The difficulty here is that this is done at the driver level which can't see the source code. So we wouldn't have a good way to signal back that we actually needed the runtime after compiling it.

Later, if/when we actually want users to provide their own runtime (as opposed to not tying the generated code to specific runtime if we don't need to), we can implement a fully functional freestanding mode. I suspect we may need it for a while yet.

We could potentially make the None kind still embed the linked image so users could write custom runtimes if they so desired.

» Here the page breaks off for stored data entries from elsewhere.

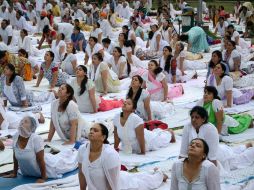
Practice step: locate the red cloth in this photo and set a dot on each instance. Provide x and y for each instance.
(107, 105)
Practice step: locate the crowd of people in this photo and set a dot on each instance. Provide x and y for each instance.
(124, 41)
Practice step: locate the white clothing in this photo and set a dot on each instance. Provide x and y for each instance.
(208, 132)
(95, 33)
(221, 29)
(225, 85)
(55, 48)
(208, 178)
(25, 44)
(66, 29)
(230, 61)
(116, 66)
(159, 94)
(154, 140)
(56, 165)
(103, 173)
(5, 33)
(66, 64)
(42, 23)
(83, 101)
(61, 120)
(106, 28)
(97, 47)
(153, 42)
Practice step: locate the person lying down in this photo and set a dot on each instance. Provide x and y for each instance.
(29, 157)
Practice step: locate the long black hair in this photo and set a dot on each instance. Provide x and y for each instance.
(168, 60)
(139, 92)
(212, 90)
(158, 69)
(11, 67)
(104, 131)
(70, 91)
(84, 81)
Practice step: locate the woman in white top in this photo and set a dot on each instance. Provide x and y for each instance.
(84, 91)
(93, 47)
(119, 64)
(166, 31)
(58, 47)
(69, 62)
(223, 84)
(97, 32)
(129, 129)
(24, 41)
(155, 82)
(221, 27)
(232, 57)
(195, 172)
(200, 128)
(141, 96)
(66, 119)
(99, 164)
(29, 155)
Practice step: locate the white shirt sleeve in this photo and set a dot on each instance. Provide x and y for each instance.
(174, 182)
(38, 143)
(185, 142)
(228, 83)
(213, 178)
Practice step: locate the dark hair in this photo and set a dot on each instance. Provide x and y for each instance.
(184, 38)
(12, 68)
(63, 36)
(212, 90)
(106, 41)
(104, 131)
(168, 60)
(206, 147)
(138, 94)
(24, 52)
(70, 91)
(224, 69)
(52, 55)
(84, 81)
(201, 112)
(233, 43)
(45, 29)
(231, 26)
(94, 39)
(99, 56)
(219, 54)
(158, 69)
(25, 31)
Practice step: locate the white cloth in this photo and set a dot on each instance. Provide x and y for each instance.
(154, 140)
(55, 48)
(208, 178)
(83, 101)
(61, 120)
(225, 85)
(108, 168)
(66, 65)
(159, 95)
(116, 66)
(7, 32)
(208, 132)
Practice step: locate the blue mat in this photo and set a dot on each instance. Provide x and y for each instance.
(9, 183)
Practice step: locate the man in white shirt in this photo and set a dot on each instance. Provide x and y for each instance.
(6, 32)
(3, 12)
(65, 28)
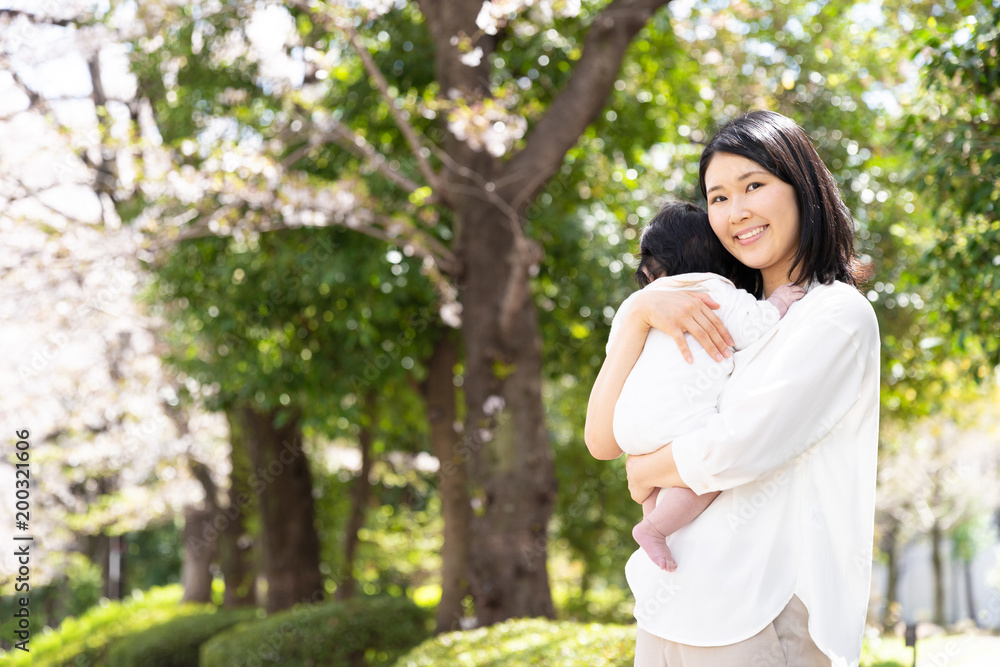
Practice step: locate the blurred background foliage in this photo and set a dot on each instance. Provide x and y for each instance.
(260, 307)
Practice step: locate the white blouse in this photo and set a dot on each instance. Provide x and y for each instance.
(793, 448)
(664, 396)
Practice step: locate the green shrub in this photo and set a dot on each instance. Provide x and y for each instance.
(363, 631)
(84, 641)
(175, 643)
(531, 641)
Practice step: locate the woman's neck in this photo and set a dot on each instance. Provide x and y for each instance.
(775, 278)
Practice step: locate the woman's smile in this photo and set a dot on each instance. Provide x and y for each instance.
(756, 216)
(749, 236)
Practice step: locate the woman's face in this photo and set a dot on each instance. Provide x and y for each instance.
(755, 214)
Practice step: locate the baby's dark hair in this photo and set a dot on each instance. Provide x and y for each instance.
(679, 239)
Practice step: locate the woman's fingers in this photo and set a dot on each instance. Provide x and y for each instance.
(719, 327)
(677, 313)
(707, 331)
(682, 345)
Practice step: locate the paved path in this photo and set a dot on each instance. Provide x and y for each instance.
(959, 651)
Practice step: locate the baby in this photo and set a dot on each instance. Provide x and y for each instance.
(664, 396)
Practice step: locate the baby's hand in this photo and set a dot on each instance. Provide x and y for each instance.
(785, 295)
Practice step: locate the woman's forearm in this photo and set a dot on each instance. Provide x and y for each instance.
(654, 470)
(625, 349)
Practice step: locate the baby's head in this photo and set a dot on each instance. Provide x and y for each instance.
(679, 239)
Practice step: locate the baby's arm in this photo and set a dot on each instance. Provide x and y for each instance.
(678, 508)
(784, 296)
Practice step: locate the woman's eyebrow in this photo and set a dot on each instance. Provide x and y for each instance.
(741, 178)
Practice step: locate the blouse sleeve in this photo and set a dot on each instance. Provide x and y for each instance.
(800, 391)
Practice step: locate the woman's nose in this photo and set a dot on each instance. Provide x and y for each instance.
(738, 210)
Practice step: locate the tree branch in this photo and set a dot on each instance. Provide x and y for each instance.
(418, 150)
(580, 102)
(294, 204)
(36, 18)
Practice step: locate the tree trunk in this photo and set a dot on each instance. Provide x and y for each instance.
(890, 615)
(361, 493)
(236, 557)
(970, 592)
(283, 484)
(200, 539)
(938, 563)
(505, 440)
(512, 472)
(453, 480)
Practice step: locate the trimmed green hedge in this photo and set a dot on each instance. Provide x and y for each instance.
(84, 641)
(175, 643)
(362, 631)
(532, 641)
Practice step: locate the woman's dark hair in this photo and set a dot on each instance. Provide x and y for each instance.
(679, 239)
(826, 228)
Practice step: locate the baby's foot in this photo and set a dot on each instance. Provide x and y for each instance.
(653, 542)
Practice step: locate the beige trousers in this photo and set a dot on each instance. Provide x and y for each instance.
(785, 642)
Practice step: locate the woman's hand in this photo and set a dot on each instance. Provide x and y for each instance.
(681, 312)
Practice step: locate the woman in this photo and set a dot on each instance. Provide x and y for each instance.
(777, 570)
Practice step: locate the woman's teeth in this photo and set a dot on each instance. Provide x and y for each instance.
(751, 233)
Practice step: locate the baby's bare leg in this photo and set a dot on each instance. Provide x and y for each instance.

tra added a comment.Nov 28 2022, 4:37 PM

OK. So, we do need a flag, at least for now. I think we'll need a new one, because -freestanding will likely do a lot of things we don't actually want on the host side.
How about --offload-generic or --[no-]offload-runtime.

OK. So, we do need a flag, at least for now. I think we'll need a new one, because -freestanding will likely do a lot of things we don't actually want on the host side.
How about --offload-generic or --[no-]offload-runtime.

I figured this was fine since we can specify it only for the device if we use -Xopenmp-target=. But I suppose we are overloading some behavior of freestanding here, I'm not exactly sure what -ffreestanding implies.